The Order was passed against a senior journalist who was accused of serial sexual harassment and molestation by three women journalists.
The most significant part of the order is that it rubbishes claims of vindictiveness. It is commonplace for the accused in most sexual harassment claims to take the defence that the alleged victim was furthering an agenda of personal vendetta and, on most occasions, this plea succeeds. But not in this case.
All the three journalists had levelled charges of molestation and “Assault or using of criminal force to outrage the modesty of a woman” (a crime under Section 354 of the Indian Penal Code) against their senior colleague.
In addition, they had also levelled charges under the relevant laws which criminalise the sending of obscene messages over any electronic medium, because he would frequently bombard them with sexually explicit messages over WhatsApp.
A common defence in sexual harassment cases is that most of the allegations are fabricated. Comprising sexual innuendos and insinuations, they are difficult to prove in court, hence, the accused usually get away with this ploy.
In this particular case, the accused fell back on the same tactic and contended that the victims had personal axes to grind – that their professional performance fell short of the mark, hence they were maliciously kicking up a storm.
A few forced kisses and a slew of lewd WhatsApp messages seeking sexual favours didn’t constitute an offence of assault, he contended. But the court held otherwise, by averting the risk of falling into the legalese trap, and acted out of empathy instead.
It held that concentrated efforts at forcing someone to do something against their will would also amount to “assault” under Section 354.
In every second case of sexual assault or harassment, defence lawyers resort to a plausible excuse – she filed the complaint as an afterthought – that is, she conjured up one, and hence, isn’t to be believed.
But in this case, the strategy failed and this has significant implications on the cause of justice.
The lawyer for the accused claimed that the time lag between the alleged acts of his client and the filing of complaints by the victims clearly showed that something was amiss – the victims were strategising to bring false claims in order to cover up their own faults.

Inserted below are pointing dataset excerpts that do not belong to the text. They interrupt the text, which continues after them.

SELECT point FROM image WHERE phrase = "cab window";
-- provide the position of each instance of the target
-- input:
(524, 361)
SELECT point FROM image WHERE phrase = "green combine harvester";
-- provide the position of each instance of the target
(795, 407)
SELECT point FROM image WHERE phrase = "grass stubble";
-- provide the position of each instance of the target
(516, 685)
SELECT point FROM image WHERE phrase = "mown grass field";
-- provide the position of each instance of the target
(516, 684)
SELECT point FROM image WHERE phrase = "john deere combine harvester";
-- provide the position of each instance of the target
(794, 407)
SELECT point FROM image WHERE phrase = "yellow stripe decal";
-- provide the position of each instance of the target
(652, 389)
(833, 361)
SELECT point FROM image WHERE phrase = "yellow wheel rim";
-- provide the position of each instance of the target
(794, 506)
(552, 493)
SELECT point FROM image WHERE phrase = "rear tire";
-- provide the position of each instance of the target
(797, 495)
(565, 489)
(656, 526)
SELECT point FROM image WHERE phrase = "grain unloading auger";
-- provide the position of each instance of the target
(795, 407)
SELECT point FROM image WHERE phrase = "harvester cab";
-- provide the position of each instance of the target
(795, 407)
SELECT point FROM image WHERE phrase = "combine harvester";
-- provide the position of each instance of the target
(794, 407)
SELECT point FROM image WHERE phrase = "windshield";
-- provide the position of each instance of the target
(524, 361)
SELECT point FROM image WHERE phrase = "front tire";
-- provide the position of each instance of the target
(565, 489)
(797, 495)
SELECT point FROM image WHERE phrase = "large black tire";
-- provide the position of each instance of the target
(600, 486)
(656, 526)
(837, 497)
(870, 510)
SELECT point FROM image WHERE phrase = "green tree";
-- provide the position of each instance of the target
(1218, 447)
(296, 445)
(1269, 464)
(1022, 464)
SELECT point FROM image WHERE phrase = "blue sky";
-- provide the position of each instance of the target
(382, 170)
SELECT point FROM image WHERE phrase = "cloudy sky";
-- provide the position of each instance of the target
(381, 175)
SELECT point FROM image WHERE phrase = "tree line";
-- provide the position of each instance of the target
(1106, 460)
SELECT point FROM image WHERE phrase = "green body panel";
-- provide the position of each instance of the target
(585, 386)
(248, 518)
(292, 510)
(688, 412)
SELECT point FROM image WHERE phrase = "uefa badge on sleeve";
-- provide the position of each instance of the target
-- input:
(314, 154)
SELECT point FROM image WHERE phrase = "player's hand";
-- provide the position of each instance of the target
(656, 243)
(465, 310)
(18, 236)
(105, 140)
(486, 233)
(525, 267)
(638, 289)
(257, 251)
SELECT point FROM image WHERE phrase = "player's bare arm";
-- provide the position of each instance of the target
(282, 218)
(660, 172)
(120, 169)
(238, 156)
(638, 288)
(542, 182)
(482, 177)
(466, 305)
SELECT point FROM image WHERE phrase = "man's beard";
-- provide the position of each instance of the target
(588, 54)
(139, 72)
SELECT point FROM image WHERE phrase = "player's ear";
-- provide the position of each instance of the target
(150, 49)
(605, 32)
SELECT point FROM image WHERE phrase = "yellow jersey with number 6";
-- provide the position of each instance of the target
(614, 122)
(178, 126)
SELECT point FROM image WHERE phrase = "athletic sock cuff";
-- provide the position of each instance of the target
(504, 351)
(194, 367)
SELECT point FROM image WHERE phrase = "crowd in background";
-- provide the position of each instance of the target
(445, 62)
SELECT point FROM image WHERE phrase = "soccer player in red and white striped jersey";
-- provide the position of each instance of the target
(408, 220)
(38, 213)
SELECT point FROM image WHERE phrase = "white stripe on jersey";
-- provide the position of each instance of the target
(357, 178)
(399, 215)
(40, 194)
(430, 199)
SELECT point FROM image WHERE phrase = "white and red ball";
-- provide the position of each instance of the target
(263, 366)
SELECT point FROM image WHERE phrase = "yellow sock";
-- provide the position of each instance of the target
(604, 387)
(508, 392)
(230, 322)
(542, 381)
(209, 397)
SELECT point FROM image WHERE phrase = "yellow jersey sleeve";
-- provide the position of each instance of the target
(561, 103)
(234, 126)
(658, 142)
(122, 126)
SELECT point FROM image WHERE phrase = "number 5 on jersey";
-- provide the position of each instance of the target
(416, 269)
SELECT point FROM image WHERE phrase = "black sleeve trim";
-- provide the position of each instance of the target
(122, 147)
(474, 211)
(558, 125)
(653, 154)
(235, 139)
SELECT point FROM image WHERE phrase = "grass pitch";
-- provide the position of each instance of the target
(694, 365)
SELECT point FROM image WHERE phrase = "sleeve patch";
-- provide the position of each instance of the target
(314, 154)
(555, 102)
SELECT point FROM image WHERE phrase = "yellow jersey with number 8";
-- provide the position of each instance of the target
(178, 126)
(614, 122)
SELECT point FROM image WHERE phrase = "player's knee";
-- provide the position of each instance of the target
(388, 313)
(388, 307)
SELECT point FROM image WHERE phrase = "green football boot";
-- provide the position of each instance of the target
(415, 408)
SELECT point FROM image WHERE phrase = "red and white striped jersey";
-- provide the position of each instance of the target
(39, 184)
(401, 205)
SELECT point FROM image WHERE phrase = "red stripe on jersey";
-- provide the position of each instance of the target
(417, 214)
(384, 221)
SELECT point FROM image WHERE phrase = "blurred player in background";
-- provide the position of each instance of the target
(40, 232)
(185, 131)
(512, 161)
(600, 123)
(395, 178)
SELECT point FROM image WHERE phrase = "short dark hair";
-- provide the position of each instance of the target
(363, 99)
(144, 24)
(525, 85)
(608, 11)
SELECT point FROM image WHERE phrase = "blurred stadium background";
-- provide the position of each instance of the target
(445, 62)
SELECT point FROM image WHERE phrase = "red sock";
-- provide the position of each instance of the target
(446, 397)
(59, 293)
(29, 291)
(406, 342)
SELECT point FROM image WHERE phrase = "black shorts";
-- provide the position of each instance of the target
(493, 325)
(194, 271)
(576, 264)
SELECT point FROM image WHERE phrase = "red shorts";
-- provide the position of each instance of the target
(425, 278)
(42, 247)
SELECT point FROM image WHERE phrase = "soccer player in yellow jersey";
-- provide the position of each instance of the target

But the court did not buy this argument. It reasoned and held that a victim would require sufficient time and robust support from fellow sufferers before seeking legal redress, especially because reputations at stake could be maligned.
This isn’t a signal of dishonesty but a symbol of the biases our society is reeling from, the court held. Consequently, the accused person’s plea fell flat.
It is a reality that sexual harassment in various workplaces is widely prevalent. And that very rarely can its victims access the criminal justice system.
And it’s exactly here that the court’s ruling plays a useful role in encouraging victims because it spares the ignominy of suspicion and widens the ambit of the definition of a criminal offence.